Une infection ou une blessure provoque une forte réaction inflammatoire de nature temporaire. Dans l’inflammation de bas grade, en revanche, le système immunitaire est continuellement légèrement activé sans symptômes directs. La CRP (protéine C-réactive) et parfois le nombre de globules blancs ne sont que légèrement élevés. Les aliments transformés, le stress chronique, l’inactivité, la mauvaise qualité du sommeil et le tabagisme sont tous des facteurs qui contribuent à un état inflammatoire élevé. La graisse viscérale avec des cellules adipeuses hypertrophiques contribue à la dysfonction métabolique par la production d’acides gras libres et de cytokines comme le TNF-α, l’IL-1β et l’IL-6 (Arkan, 2005) (Rohm, 2022). Une composition déséquilibrée du microbiome intestinal (dysbiose) peut conduire à une perméabilité intestinale accrue, permettant aux composants bactériens (lipopolysaccharides) d’atteindre la circulation sanguine et de provoquer une inflammation.

L’insulinorésistance et l’inflammation de bas grade sont étroitement liées dans un cercle vicieux. Avec le vieillissement, leur effet est amplifié.

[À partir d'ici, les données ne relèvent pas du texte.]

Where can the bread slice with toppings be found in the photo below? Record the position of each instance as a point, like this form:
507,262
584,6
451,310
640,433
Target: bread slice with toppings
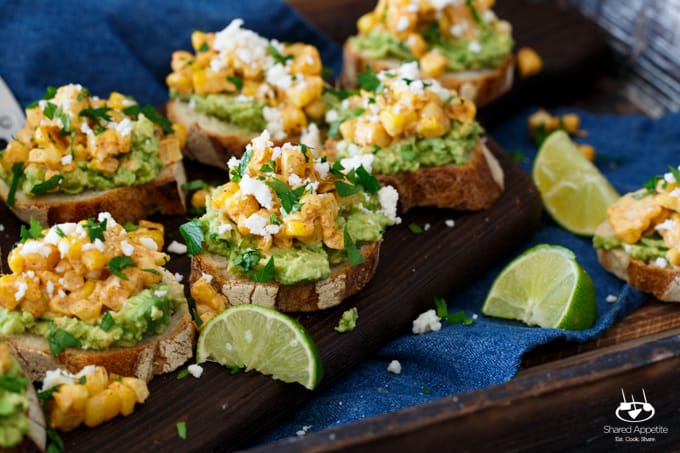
95,293
463,45
235,84
78,155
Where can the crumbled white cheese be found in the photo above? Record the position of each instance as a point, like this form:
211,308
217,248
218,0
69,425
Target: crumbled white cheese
427,322
177,248
394,367
195,370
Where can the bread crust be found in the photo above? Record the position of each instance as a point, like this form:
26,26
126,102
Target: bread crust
154,355
480,86
662,283
209,140
128,203
344,281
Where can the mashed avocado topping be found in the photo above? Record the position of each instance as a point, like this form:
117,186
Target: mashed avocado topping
443,36
288,216
246,80
91,284
14,423
402,123
646,223
73,141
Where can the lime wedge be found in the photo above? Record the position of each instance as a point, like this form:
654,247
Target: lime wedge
573,190
546,287
262,339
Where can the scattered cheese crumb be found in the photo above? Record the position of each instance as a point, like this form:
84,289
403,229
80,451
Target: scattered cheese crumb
394,367
195,370
177,248
427,322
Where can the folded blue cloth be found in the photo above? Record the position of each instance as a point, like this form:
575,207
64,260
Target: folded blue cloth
125,45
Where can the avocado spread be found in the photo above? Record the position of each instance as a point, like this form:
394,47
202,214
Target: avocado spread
14,423
148,313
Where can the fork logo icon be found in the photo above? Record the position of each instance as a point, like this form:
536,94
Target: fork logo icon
634,411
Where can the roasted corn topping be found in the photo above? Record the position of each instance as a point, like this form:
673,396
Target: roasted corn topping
651,217
91,397
441,34
74,141
97,280
283,79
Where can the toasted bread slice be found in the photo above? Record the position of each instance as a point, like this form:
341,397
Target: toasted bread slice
128,203
662,282
154,355
210,140
480,86
344,281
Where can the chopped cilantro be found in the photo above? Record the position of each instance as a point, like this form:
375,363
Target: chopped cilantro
51,184
237,81
34,231
118,263
354,255
192,233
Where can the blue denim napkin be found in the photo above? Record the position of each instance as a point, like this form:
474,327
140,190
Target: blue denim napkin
125,45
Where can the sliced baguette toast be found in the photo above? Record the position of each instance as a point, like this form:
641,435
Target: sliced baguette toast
129,203
210,140
480,86
154,355
344,281
663,283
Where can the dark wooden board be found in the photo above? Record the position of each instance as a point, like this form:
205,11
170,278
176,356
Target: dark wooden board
225,411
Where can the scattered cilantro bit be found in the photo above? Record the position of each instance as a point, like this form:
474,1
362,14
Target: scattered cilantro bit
118,263
192,233
60,339
56,444
34,231
13,384
107,322
195,184
369,81
345,189
290,198
51,184
348,321
415,228
354,256
238,171
266,274
407,152
237,81
17,174
182,430
278,58
95,230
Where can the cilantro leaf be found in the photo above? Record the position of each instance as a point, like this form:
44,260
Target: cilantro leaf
51,184
118,263
34,231
193,236
237,81
266,274
354,255
60,339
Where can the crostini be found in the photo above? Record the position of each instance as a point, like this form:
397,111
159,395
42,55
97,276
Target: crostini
22,423
460,43
288,231
417,136
79,155
94,293
238,83
640,241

La dysfonction métabolique a un impact majeur sur notre santé physique et mentale. Le risque de toute une série de maladies est fortement augmenté chez les personnes souffrant d’insulinorésistance et d’inflammation de bas grade. Dans ce chapitre, je discute de l’effet de la dysfonction métabolique sur :

  • Obésité

  • Diabète de type 2

  • Athérosclérose

  • Cancer

  • Démence

  • Parkinson

  • Migraine

  • Syndrome des ovaires polykystiques (SOPK)

  • Dysfonction érectile.

L’insulinorésistance s’accompagne d’un niveau élevé de l’hormone insuline (hyperinsulinémie). Ce niveau élevé fait que les graisses ne peuvent pas être utilisées correctement comme source d’énergie. Des niveaux élevés d’insuline favorisent également le stockage de l’énergie des aliments sous forme de graisse. Ainsi, l’insulinorésistance contribue au surpoids.

Cela ne s’arrête pas là. En cas d’obésité, il y a souvent une accumulation de graisse abdominale. Les cellules graisseuses agrandies dans l’abdomen sécrètent ensuite des molécules pro-inflammatoires. Ces molécules entravent l’action de l’insuline, ce qui augmente encore l’insulinorésistance (Weisberg, 2003) (Rohm, 2022).

De plus, l’obésité est liée à des changements dans le microbiome intestinal et à une plus grande perméabilité des intestins. Cette perméabilité est une autre cause d’inflammation de bas grade (Furman, 2019).

En bref, l’insulinorésistance et les inflammations de bas grade ne contribuent pas seulement à l’obésité, mais sont ensuite également renforcées par l’obésité, ce qui augmente encore la dysfonction métabolique.

Comme nous l’avons vu, l’inflammation et l’obésité contribuent à l’insulinorésistance, le stade précurseur du diabète. L’insulinorésistance s’accompagne de niveaux d’insuline élevés (hyperinsulinémie). Avec le temps, l’insulinorésistance et la surcharge des cellules bêta du pancréas sont si fortes que les niveaux de glucose commencent à augmenter. C’est alors le diabète de type 2.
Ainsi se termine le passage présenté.